JAGA STABILITAS PASAR, BRI SIAPKAN RP500 MILIAR UNTUK AKSI BUYBACK SAHAM

Terbit Pada

12 June 2026

Saham Terkait

Terakhir diperbarui: 19-06-2026, 10:31:am

16255077

IQPlus, (12/6) - PT Bank Rakyat Indonesia (Persero) Tbk (BRI) resmi mengumumkan rencana aksi korporasi untuk melakukan pembelian kembali (buyback) saham Perseroan yang tercatat di PT Bursa Efek Indonesia (BEI). Langkah strategis ini diambil sebagai respons atas kondisi pasar modal yang tengah mengalami fluktuasi secara signifikan. Aksi korporasi ini ditujukan untuk menjaga kinerja dan memperkuat stabilitas pasar modal tanah air.

Pelaksanaan buyback saham ini didasarkan pada regulasi ketat, mengacu pada Peraturan Otoritas Jasa Keuangan (POJK) Nomor 13 Tahun 2023 serta Surat OJK No.S-10/D.04/2026 tertanggal 13 Maret 2026. Emiten perbankan plat merah ini mengalokasikan dana segar dari kas internal dengan nilai total seluruh buyback diperkirakan sebesar-besarnya Rp500.000.000.000 (lima ratus miliar rupiah).

Sesuai jadwal yang telah ditentukan, perkiraan periode pelaksanaan buyback akan berlangsung selama tiga bulan, terhitung sejak keterbukaan informasi diterbitkan pada 12 Juni 2026 hingga berakhir pada 11 September 2026. Manajemen BRI menegaskan bahwa pembelian saham akan dilakukan melalui satu anggota bursa efek secara bertahap maupun sekaligus, dengan tetap memperhatikan kondisi likuiditas, permodalan, serta peraturan perundangan yang berlaku.

Dari sisi aspek finansial, perkiraan nilai buyback sebesar Rp500 miliar tersebut belum termasuk biaya-biaya pendukung lainnya seperti komisi perantara pedagang efek. Manajemen mengestimasikan biaya tambahan tersebut sebanyak-banyaknya sebesar 0,30% dari perkiraan nilai total buyback.
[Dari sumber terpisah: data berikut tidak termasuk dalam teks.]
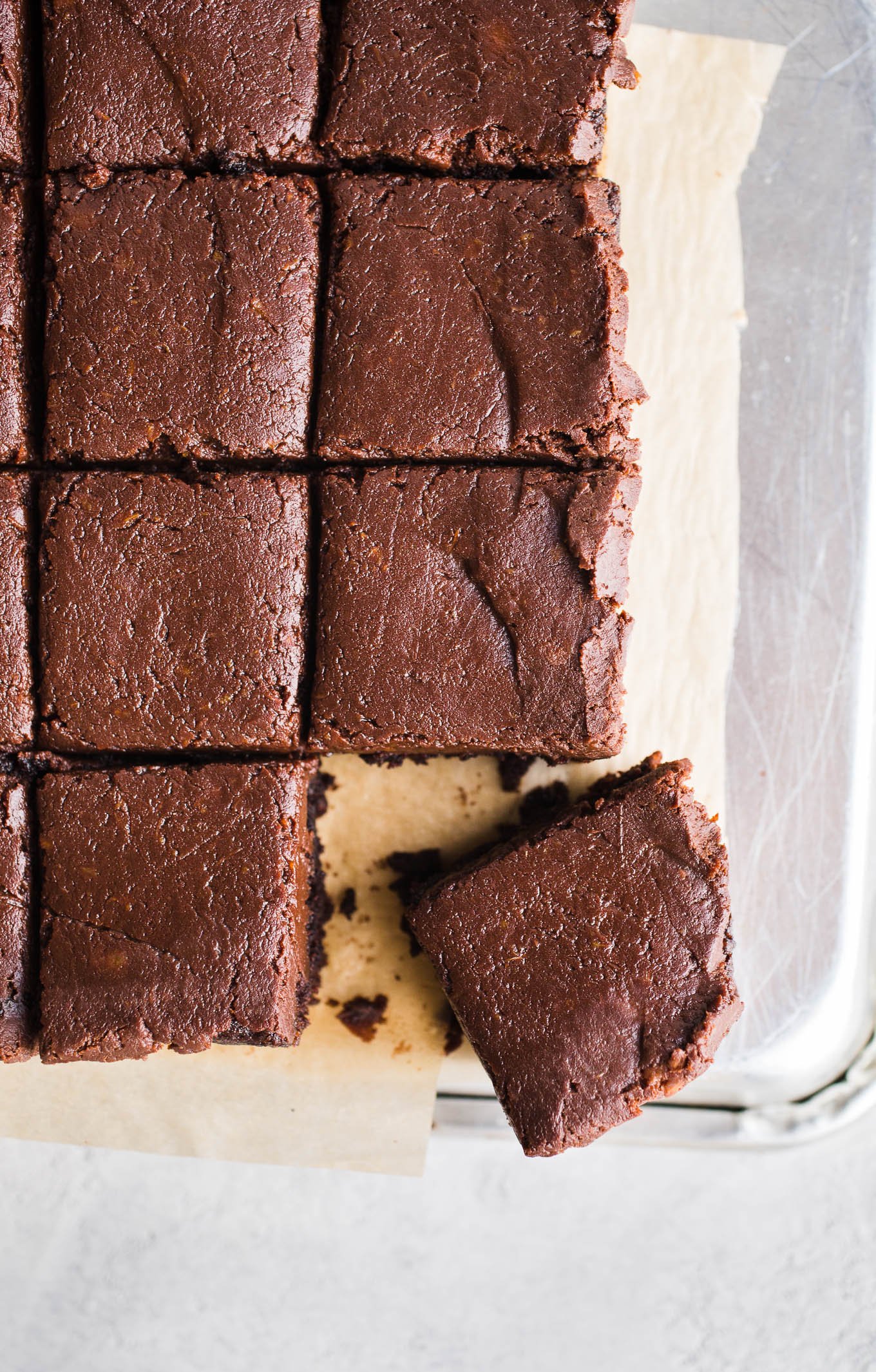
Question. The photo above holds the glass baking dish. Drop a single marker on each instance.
(801, 707)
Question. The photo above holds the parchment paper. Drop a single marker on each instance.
(677, 149)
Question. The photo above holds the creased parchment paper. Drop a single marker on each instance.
(677, 149)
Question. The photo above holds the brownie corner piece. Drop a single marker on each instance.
(589, 959)
(180, 316)
(488, 84)
(173, 611)
(520, 281)
(175, 84)
(176, 909)
(18, 1009)
(473, 609)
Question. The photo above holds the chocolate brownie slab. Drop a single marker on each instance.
(180, 314)
(468, 84)
(589, 961)
(169, 82)
(175, 909)
(474, 320)
(173, 611)
(17, 944)
(473, 609)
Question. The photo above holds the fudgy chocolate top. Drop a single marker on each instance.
(473, 609)
(589, 961)
(173, 611)
(17, 944)
(474, 319)
(172, 82)
(14, 420)
(14, 153)
(175, 909)
(15, 672)
(180, 312)
(477, 82)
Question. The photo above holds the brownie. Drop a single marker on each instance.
(14, 87)
(180, 314)
(169, 82)
(173, 611)
(17, 944)
(473, 609)
(474, 320)
(14, 412)
(15, 672)
(589, 961)
(482, 84)
(175, 909)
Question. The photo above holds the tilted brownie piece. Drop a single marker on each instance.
(473, 609)
(173, 611)
(14, 410)
(180, 312)
(169, 82)
(17, 943)
(175, 909)
(15, 151)
(15, 671)
(474, 320)
(471, 84)
(589, 961)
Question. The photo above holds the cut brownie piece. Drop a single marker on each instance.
(15, 672)
(180, 313)
(175, 909)
(17, 943)
(589, 961)
(474, 319)
(473, 609)
(485, 82)
(14, 410)
(173, 611)
(14, 87)
(171, 84)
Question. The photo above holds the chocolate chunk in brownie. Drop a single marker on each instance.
(173, 611)
(474, 319)
(589, 961)
(15, 671)
(471, 609)
(478, 84)
(180, 313)
(175, 909)
(169, 82)
(17, 943)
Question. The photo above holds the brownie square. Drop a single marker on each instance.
(474, 320)
(589, 961)
(175, 84)
(180, 316)
(14, 87)
(15, 671)
(473, 609)
(175, 909)
(482, 84)
(173, 611)
(14, 272)
(17, 942)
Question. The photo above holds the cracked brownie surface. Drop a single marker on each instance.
(180, 314)
(474, 319)
(179, 81)
(173, 611)
(473, 611)
(589, 961)
(173, 909)
(17, 993)
(485, 82)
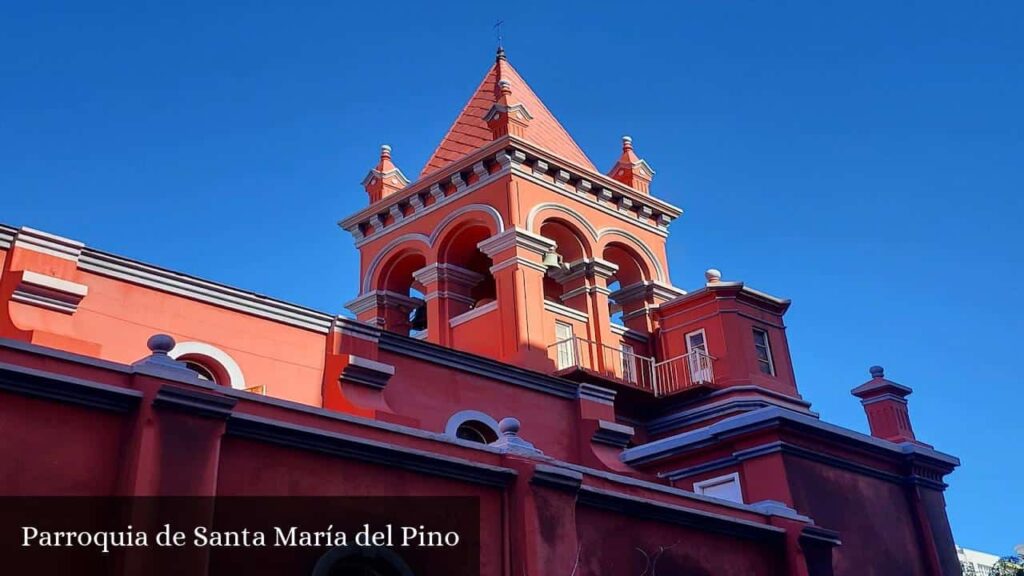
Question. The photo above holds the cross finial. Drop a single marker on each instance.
(501, 44)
Kendati demikian, keseluruhan jumlah saham hasil pembelian kembali (treasury stock) dipastikan tidak akan melebihi batasan maksimal 10% dari modal yang ditempatkan di perseroan.

Penggunaan kas internal untuk mendanai aksi korporasi ini diproyeksikan akan menurunkan total aset dan ekuitas BRI masing-masing sebesar Rp500 miliar. Berdasarkan laporan keuangan konsolidasi per 31 Maret 2026, total aset perseroan diperkirakan terkoreksi dari Rp2.249.834 miliar menjadi Rp2.249.334 miliar secara proforma. Pada saat yang sama, total ekuitas perusahaan juga mengalami penyesuaian dari Rp345.062 miliar menjadi Rp344.562 sub-miliar.

Meski terjadi penurunan pada pos aset dan ekuitas, manajemen BRI memastikan langkah ini tidak akan berdampak negatif pada kelangsungan bisnis. Buyback 2026 dinilai tidak mengganggu pendapatan maupun biaya operasional perusahaan secara signifikan. Menariknya, analisis proforma menunjukkan indikator Laba Bersih per Saham (EPS) justru berpotensi merangkak naik sebesar Rp0,12, dari posisi semula Rp103,83 menjadi Rp103,95 per lembar saham.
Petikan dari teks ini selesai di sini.